その言葉に、ミシマは唐揚げを一つ、皿に戻した。


「俺、この前書いたよ」


「え?」


「区役所で」


ハルが身を乗り出す。


「ガチのやつじゃないっすか」


「震えました?」


「いや、震えなかった。職業の選択肢に“無職”がなくて、“その他”になった」


「それ、余計つらくない?」


リホが鼻で笑った。


「“その他の人たち”って、だいたい一番多いのよ」


「その他が最多派って、世界終わってません?」


黒川が言うと、リホは伝票を置きながら言った。


「終わってる人から集まってるのがこの店でしょ」


そのとき、奥の席で常連のおっさんが小さく咳払いした。


「無職ってな」


焼酎を一口飲んで、ぽつりと言う。


「数え始めたら、まだ大丈夫だ」


三人が同時にそちらを見る。


「数えるのやめた瞬間からが、本番だぞ」


「怖いこと言わないでくださいよ」


黒川が笑いながら言う。


「じゃあ俺、まだ大丈夫ですね。
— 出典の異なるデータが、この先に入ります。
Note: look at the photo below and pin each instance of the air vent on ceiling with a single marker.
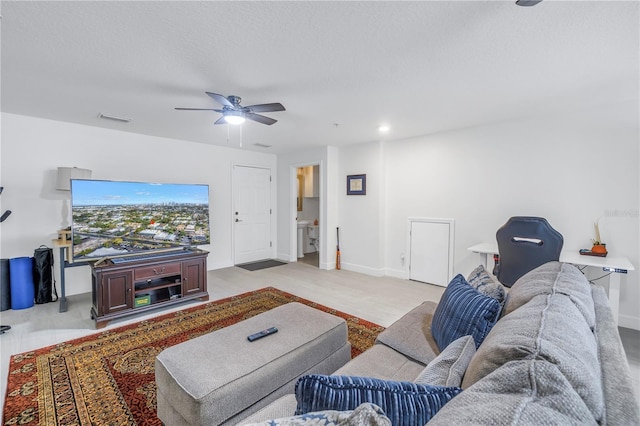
(114, 118)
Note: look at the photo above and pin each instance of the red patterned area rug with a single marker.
(108, 378)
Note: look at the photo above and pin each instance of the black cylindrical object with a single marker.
(5, 285)
(43, 274)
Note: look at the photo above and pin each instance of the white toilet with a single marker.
(312, 239)
(302, 228)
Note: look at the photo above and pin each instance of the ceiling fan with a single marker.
(234, 113)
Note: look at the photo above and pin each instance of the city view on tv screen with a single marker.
(111, 218)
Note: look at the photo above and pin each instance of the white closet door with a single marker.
(252, 214)
(431, 251)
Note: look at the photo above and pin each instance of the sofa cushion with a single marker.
(382, 362)
(411, 334)
(526, 392)
(549, 327)
(462, 311)
(557, 278)
(364, 415)
(483, 281)
(448, 368)
(405, 403)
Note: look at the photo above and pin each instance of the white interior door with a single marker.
(431, 251)
(251, 214)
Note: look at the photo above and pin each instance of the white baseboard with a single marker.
(397, 273)
(627, 321)
(376, 272)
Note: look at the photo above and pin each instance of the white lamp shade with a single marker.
(65, 174)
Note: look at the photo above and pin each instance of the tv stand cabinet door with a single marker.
(194, 278)
(117, 292)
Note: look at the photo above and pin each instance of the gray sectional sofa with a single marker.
(554, 356)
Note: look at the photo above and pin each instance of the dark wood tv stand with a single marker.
(120, 286)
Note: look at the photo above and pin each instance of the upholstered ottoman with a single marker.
(221, 377)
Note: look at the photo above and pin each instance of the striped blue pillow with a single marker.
(404, 403)
(463, 310)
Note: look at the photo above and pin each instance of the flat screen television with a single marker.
(112, 218)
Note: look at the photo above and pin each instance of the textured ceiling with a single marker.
(421, 67)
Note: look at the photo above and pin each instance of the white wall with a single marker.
(573, 170)
(32, 149)
(361, 217)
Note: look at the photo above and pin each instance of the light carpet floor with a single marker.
(381, 300)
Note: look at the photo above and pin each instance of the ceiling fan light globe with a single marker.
(234, 118)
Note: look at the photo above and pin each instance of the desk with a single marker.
(615, 265)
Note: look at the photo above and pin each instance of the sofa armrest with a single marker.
(411, 334)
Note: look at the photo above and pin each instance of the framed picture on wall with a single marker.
(357, 185)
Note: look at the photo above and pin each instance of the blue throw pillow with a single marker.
(463, 310)
(404, 403)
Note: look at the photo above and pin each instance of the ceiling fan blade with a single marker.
(260, 118)
(220, 99)
(199, 109)
(276, 106)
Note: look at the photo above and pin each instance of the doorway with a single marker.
(308, 242)
(431, 250)
(251, 214)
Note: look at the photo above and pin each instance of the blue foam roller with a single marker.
(21, 277)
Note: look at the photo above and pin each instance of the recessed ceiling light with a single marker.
(114, 118)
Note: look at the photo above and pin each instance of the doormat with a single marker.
(108, 378)
(261, 264)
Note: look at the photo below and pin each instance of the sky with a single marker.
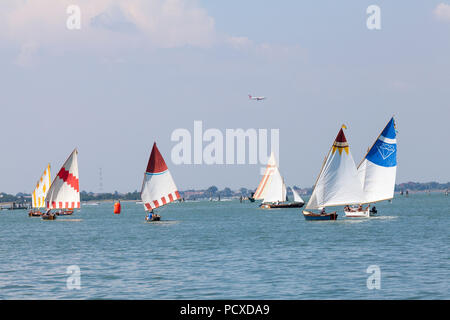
(137, 70)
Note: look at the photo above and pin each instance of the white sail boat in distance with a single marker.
(64, 192)
(272, 188)
(377, 171)
(337, 184)
(158, 187)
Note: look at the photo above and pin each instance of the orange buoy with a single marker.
(117, 208)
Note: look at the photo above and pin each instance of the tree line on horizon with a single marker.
(214, 192)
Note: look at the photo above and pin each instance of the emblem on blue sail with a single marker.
(378, 169)
(384, 151)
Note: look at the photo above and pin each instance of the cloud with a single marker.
(26, 54)
(157, 23)
(109, 26)
(442, 12)
(267, 50)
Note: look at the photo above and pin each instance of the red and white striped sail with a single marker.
(158, 187)
(64, 192)
(260, 192)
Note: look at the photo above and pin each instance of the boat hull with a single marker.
(49, 216)
(65, 213)
(316, 216)
(35, 214)
(158, 218)
(281, 205)
(357, 214)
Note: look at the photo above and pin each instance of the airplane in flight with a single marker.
(256, 98)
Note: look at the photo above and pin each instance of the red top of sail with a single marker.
(156, 163)
(341, 136)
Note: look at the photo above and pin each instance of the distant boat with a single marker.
(158, 187)
(274, 189)
(337, 184)
(377, 171)
(64, 192)
(39, 193)
(266, 179)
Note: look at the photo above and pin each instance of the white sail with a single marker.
(378, 169)
(297, 197)
(338, 182)
(260, 192)
(64, 192)
(40, 192)
(276, 192)
(158, 187)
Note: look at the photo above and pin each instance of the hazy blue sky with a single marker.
(139, 69)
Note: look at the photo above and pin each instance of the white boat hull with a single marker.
(357, 214)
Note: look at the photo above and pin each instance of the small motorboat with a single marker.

ちゃんと失業してからの日数、覚えてます」


「何日目だ?」


「えーっと……」


黒川は指を折りはじめたが、三本目で止まった。


「あれ?」


そのまま指が止まった。


「……何日目?」


「“三本目で詰まる”が一番危ないやつだ」


ミシマが静かに言った。


ハルが急に真顔になる。


「でも無職って、割り勘のときだけ急に“全員まとめて同じ種族”になるの、ずるくないっすか」


リホが間髪入れずに言う。


「さっきから伝票、ずっと見てるけど?」


「今月、ガチでやばいんで」


黒川が言った。


「夢追ってると、金の減りが早いんだよ」


「夢って、使い過ぎると借金になるんですよ」


ミシマが言う。


「利息は“自己嫌悪”で」


一瞬、三人とも黙った。


外で電車の音がした。

沼袋を通りすぎる音だった。


黒川が急に笑った。


「じゃあさ、無職って“なるもの”じゃなくて、“塗り替えられるもの”なんじゃね?」


「何に?」


「“いまの自分”に」


いいことを言ったつもりの空気が、一瞬だけ店内に浮かびかけた。


その空気を、リホが伝票で叩き落とした。


「はい、いまの自分たち、一万二千円ね」


現実が戻る。


ハルが財布を開く。


「無職って、支払いのときだけ団結力高くないっすか」


「共通の敵が“お金”だからな」


黒川が言った。


ミシマは少しだけ考えてから言った。


「無職って、“仕事がない人”じゃなくて、“明日の説明を先送りにしてる人”なんじゃないかな」


黒川がうなずく。


「じゃあ俺、無職じゃないわ。明日オーディションあるし」


三人が同時に言った。


「それ、先週も聞いた」


店の外で、もう一本、電車が通りすぎた。


誰も何も言わなかった。

ただ、それぞれの“何もなかった一日”が、空いた皿の上に積み重なっていくだけだった。


沼袋は今日も、誰の人生にも、はっきりした答えを渡さなかった。